Hence we have that $$u_k\rightharpoonup u\mbox{ in }L^2(0,T;L^2(\Omega)).$$
Now I want to claim $u=u^\prime$ up to a set of zero measure in $\Omega\times(0,T)$.
Does my thought make sense or there is something wrong? Thank you for any reply!

Answer 1

The answer is no.
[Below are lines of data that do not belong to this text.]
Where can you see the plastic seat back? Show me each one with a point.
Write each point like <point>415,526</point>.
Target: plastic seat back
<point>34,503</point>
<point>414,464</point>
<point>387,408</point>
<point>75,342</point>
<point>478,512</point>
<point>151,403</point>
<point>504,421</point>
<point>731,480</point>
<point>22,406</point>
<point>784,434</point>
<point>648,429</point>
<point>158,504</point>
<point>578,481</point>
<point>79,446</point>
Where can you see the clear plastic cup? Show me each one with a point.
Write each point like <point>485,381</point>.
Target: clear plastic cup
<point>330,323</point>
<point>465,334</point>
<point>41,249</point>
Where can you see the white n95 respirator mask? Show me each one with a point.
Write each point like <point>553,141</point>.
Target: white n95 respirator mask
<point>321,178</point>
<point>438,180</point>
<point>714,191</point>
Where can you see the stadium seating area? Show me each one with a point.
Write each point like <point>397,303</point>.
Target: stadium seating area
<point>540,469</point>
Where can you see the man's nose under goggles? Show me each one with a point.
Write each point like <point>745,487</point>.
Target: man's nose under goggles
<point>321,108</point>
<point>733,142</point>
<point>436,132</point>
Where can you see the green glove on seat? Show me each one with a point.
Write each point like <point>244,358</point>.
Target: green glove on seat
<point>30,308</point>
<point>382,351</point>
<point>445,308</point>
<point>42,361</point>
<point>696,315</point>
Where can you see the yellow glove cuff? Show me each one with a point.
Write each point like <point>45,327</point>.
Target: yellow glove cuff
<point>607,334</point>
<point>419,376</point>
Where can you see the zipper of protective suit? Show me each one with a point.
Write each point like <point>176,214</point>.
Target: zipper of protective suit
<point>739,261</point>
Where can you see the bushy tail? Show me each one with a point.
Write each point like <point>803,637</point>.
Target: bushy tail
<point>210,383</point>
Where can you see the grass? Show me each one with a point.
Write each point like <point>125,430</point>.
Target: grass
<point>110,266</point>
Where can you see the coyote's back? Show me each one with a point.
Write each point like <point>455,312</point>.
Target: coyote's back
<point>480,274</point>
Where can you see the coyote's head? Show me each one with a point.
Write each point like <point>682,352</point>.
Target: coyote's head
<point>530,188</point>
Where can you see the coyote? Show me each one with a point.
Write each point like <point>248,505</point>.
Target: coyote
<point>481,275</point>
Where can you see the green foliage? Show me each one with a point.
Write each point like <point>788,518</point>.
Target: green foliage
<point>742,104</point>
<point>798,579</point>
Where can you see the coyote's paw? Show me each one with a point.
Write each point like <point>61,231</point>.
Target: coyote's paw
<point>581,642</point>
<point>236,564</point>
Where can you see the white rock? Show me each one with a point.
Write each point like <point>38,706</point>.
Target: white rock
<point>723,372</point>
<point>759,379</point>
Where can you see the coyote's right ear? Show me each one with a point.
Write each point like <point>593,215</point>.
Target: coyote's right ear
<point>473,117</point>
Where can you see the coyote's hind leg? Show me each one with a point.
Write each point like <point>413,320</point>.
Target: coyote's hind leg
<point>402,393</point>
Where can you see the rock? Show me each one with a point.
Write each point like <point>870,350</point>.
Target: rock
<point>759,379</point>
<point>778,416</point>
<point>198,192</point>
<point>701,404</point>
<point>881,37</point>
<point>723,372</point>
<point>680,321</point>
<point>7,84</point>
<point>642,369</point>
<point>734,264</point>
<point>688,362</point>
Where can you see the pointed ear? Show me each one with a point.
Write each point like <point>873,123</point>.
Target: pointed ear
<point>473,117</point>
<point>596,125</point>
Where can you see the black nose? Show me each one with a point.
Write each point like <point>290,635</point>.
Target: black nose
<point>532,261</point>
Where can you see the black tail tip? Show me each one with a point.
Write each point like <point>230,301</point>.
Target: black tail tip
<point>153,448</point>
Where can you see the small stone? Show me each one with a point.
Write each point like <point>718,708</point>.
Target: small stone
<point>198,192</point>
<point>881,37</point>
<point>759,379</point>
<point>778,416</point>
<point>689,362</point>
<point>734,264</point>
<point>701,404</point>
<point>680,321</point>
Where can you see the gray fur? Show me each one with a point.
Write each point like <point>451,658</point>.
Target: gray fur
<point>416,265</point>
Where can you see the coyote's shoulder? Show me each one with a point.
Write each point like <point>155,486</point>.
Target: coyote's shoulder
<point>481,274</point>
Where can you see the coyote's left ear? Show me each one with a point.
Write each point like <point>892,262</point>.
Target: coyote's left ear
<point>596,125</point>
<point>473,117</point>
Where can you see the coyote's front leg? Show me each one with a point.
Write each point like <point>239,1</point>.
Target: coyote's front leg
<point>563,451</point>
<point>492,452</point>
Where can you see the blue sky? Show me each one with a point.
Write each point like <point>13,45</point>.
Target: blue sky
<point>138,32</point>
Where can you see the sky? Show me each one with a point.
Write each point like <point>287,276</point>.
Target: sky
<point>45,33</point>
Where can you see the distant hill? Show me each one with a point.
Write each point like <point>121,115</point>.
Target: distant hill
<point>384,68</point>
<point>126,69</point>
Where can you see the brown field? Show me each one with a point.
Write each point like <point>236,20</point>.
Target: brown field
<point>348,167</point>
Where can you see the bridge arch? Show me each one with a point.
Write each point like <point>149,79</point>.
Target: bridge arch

For example let $\Omega=(0,1)$ and $u_{2k}(t,\omega)\equiv 1,\ u_{2k+1}(t,\omega)\equiv 0.$ Then for $0< t\le T/2 $ we choose the subsequence $u_{2k}$ which tends to $1.$ For $T/2<t<T$ we choose the subsequence $u_{2k+1}$ which tends to $0.$ Hence $$u(t,\omega)=\begin{cases} 1 & 0< t\le T/2\\ 0 & T/2<t< T \end{cases} $$ In the space $L^2((0,T)\times \Omega)$ we choose the subsequence $u_{2k},$ hence $u'(t,\omega)\equiv 1.$ Thus $u\neq u'.$

Remark The main obstacle is that in the first approach the choice of the subsequence depends on every single $t\in (0,T).$